Guiné-Bissau: jeito tem de ter

Parece que as ruas bem alcatroadas se multiplicaram em Bissau, embora na maior parte delas ainda se circule de pescoço esticado, a tentar fugir aos buracos

Foto
Ana Cristina Pereira

A luz falhou duas vezes durante o jantar. O empregado do restaurante correu com uma vela e colocou-a em cima da mesa. Era uma mesa de plástico posta numa rua esburacada de Bissau-velho. Abanava-se toda de cada vez que uma de nós tentava atacar um bocado de frango pequeno, mas rijo.

 

Comemos o frango da terra com a serenidade com que comêramos a canja de ostras.
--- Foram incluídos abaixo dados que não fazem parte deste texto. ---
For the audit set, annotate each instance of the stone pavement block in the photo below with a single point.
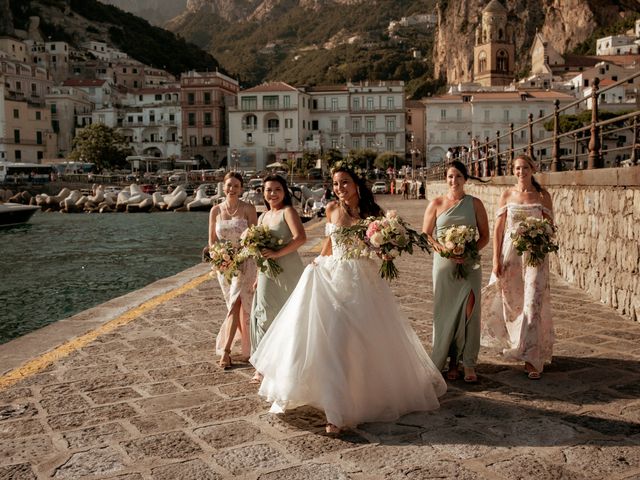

Trocámos duas frases sobre o assunto. Só. Em Bissau, rede pública de electricidade é luxo que se vê na estrada que liga a cidade ao aeroporto e essa demorou mais de 30 anos a ficar concluída. Há geradores. E os geradores, vá a agente entendê-los, às vezes, falham.

 

"Jitu ka ten", dizem os guineenses. "Jitu ka ten" é qualquer coisa como: "Não há remédio". Essa expressão dirá muito sobre o que é a Guiné-Bissau, este país que o mundo se habituou a ver atolado em pobreza, instabilidade política, insegurança de bens e pessoas.

 

 

Qualquer coisa está a mudar. Sinto-o de cada vez que vejo a Fátima Proença surpreender-se. Ela, a responsável pela Associação para a Cooperação Entre os Povos (ACEP), conhece isto tudo muito bem e surpreende-se com pequenos detalhes, como uma rua bem alcatroada.

 

Parece que as ruas bem alcatroadas se multiplicaram em Bissau, embora na maior parte delas ainda se circule de pescoço esticado, a tentar fugir aos buracos que às vezes davam para esconder uma cabra. Na semana passada, avançámos para Sul. E ela ficou deliciada ao ver que, ao invés de maltrapilhos, estavam fardados os guardas que mandaram parar a viatura em que seguíamos.

 

Estivemos em Buba com produtoras de sal tradicional e com produtoras de "bubacalhau" (feito a partir de barracuda da Guiné). Seguimos até Guilege, atrás de uma rapariga que lá está a ensinar a fazer sal solar. E agora andamos pela capital. Tenho conhecido mulheres interessantíssimas – terça feira, dia 25 de Outubro, conversei duas horas com a presidente da Comissão Especializada de Mulher e Criança, orgulhosa da lei contra a mutilação genital feminina aprovada há meses.

 

A fragilidade do Estado estará na base de muitos dos problemas do país. E essa não será alheia à instabilidade política e institucional, que muito relacionam com a herança mal gerida da guerra de libertação nacional, com a corrupção, com a gestão danosa dos bens públicos.

 

Devagar, devagarinho, o Estado parece estar a assumir o seu lugar. Reflexo de uma estabilidade política que, apesar das debilidades, dura há dois anos? "Jitu ten ku ten". "Jeito tem de ter." Isso diz a Fátima. E dirão muitos guineenses.